- Born: 1975
- Alma mater: University of Kentucky; University of Cincinnati College of Law ;
- Occupation: Lawyer, city manager (2020–2022)
- Employer: Cincinnati (2014–2022); FC Cincinnati (2022–) ;

= Paula Boggs Muething =

Japanese-American lawyer

Paula Boggs Muething (born circa 1975) is a Japanese-American lawyer. She became Cincinnati's first Asian-American city manager and the second woman to be appointed to the role in 2020.

== Personal life ==
Muething was born circa 1975 and grew up in Harlan, Kentucky. Her mother was a Japanese immigrant and her father worked in the military and was from Harlan, Kentucky. She is married to lawyer Brian Muething. She was diagnosed with breast cancer.

== Education ==
She earned a Bachelor of Art in Journalism and Political Science from the University of Kentucky.

In 2003, Muething graduated from the University of Cincinnati College of Law, where she studied in the Human Rights program. John Cranley - who would go on to become Cincinnati's Mayor - was one of her professors at the University of Cincinnati. While she was a law student she was a Human Rights Fellow and a member of the editorial board of the Law Review. She became a member of the Kentucky Bar Association on October 17, 2003. She had studied community land reform initiatives at the Harvard Kennedy School's Executive Education program.

== Career ==
She worked as an associate attorney at the Cincinnati-based corporate law firm Keating Muething & Klekamp.

In April 2014, Muething was appointed as General Counsel for the Port of Greater Cincinnati Development Authority. She was a member of the board of trustees for the Legal Aid Society of Greater Cincinnati in 2014.

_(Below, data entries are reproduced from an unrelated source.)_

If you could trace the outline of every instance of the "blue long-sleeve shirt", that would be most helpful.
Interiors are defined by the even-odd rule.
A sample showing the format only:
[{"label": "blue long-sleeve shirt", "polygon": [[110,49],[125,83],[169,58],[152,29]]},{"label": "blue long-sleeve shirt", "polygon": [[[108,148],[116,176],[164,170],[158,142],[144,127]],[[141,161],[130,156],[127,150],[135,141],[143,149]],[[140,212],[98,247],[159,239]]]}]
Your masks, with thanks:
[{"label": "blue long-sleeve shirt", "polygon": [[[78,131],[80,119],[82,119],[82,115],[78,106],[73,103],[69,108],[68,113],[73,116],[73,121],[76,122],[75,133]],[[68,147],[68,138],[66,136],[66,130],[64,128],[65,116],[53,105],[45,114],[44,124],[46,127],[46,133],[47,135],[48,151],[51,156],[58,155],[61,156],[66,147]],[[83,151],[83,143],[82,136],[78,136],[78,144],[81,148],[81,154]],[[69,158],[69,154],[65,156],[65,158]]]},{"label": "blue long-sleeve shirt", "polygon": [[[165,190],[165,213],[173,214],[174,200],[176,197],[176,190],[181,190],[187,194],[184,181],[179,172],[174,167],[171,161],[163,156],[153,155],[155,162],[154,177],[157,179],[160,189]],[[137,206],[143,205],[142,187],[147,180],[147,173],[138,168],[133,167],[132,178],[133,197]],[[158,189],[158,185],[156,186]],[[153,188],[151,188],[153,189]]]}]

From 2014 to 2020, Muething was Cincinnati's city solicitor. City Manager Harry Black hired her in 2014. In June 2020, Cincinnati Mayor John Cranley appointed her as the interim city manager after Patrick Duhaney resigned, making her the first Asian-American and second woman to be appointed to the role. On October 15, 2020, Cincinnati City Council officially made her the permanent city manager. In 2020, Muething and her husband chaired an event for University of Cincinnati College - Conservatory of Music's annual benefit event.

In December 2021, Muething resigned from her role as city manager and officially ended her term on January 19, 2022. The Cincinnati Enquirer reported that the resignation was "not a mutual parting" between Muething and the newly elected mayor Aftab Pureval. Pureval appointed John Curp as Muething's successor.

In 2022, Muething became the vice president of legal affairs for FC Cincinnati. She would later become FC Cincinnati's Chief Legal & Administrative Officer. That same year, she was appointed to the Dean's advisory board for the University of Cincinnati College of Law.

In 2023, she became the board president of the Ohio Access to Justice Foundation.